Of course, in the forefront of the whole operation is Mike Myers, who is comic dynamite and doesn't disappoint. Much of the joy that comes from watching Myers (whether it be as Austin or Wayne) is actually watching him. He clearly has a great love for performing, and especially for his Powers character, and his talent only shines through more when considering all of the different roles he plays here. You know going in that Dr. Evil is also played by Myers, but while watching him, it's easy to forget such a thing because of how utterly convincing he is.
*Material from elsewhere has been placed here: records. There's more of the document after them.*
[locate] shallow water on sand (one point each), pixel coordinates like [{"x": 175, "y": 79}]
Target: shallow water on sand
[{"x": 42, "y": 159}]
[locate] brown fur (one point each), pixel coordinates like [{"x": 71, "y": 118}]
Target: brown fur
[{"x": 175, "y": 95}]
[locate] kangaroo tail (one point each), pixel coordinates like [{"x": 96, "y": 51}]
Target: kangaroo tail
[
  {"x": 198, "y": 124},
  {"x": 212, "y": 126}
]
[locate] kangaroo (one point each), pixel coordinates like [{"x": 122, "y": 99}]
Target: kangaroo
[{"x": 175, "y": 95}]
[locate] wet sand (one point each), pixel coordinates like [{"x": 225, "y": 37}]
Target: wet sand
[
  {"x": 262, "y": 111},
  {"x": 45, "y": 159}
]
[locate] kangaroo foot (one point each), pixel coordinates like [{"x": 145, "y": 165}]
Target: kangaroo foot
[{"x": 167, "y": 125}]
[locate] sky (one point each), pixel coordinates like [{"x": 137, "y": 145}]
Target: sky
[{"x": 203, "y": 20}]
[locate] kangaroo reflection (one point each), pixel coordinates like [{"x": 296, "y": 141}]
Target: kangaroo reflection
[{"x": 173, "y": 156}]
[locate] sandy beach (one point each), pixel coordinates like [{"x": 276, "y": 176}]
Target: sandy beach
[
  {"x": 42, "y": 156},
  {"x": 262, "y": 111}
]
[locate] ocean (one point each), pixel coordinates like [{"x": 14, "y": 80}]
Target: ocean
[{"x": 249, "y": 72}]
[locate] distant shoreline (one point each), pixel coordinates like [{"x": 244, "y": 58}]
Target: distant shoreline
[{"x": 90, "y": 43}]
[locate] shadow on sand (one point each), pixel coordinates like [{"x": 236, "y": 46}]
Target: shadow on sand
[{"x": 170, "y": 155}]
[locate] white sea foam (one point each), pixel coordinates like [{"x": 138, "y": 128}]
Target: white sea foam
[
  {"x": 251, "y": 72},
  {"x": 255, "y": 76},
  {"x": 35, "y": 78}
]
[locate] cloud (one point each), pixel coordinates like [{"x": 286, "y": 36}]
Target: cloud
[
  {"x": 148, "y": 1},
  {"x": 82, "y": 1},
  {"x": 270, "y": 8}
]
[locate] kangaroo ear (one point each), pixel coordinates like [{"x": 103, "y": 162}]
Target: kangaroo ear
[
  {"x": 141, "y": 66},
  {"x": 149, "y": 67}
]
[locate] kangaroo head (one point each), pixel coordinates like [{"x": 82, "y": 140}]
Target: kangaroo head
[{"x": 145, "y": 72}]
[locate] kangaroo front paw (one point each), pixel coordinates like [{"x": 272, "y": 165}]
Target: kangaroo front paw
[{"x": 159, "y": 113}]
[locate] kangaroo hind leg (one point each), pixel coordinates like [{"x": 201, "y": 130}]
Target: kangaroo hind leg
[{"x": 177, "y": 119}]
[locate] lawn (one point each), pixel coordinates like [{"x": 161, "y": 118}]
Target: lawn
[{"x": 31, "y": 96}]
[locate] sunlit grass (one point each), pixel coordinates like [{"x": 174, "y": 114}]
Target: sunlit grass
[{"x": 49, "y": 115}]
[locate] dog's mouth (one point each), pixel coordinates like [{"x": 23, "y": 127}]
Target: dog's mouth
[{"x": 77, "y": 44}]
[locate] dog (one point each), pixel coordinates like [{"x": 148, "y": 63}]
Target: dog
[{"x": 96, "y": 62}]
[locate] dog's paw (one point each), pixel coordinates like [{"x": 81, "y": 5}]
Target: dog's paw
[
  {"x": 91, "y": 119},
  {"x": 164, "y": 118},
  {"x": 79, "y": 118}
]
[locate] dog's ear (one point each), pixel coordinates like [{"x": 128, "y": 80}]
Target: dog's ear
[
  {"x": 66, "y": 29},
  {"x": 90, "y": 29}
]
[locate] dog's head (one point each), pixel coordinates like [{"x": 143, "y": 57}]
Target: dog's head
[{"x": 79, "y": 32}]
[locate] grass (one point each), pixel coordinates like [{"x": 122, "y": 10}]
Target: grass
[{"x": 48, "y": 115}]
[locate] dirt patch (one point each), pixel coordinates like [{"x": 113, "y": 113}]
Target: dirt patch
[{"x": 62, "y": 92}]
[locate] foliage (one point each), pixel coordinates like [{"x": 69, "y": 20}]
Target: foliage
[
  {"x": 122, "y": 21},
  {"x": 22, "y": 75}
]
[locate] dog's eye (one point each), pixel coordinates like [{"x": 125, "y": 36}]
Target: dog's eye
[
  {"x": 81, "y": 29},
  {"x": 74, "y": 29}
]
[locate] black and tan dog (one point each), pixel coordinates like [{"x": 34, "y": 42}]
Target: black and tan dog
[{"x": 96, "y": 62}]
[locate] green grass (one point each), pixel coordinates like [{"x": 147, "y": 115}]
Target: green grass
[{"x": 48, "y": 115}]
With "Austin Powers: The Spy Who Shagged Me," what you see is what you get. There is certainly no deep meanings behind anything that occurs within the 95-minute running time, and it has a fast pace so your mind won't wander too much. The fact that a third "Austin Powers" movie will probably be coming out at this time in 2001 is a given, but after seeing his second adventure, you have to wonder how many times the same jokes can be played out before they start to overstay their welcome. Having Austin say "yeah, baby, yeah!" was amusing the first time around, but it isn't here. And judging from this not-bad, but lackluster first sequel, Myers should start brainstorming his ideas now for the next installment. A little bit of variety and originality may very well come in handy in the future.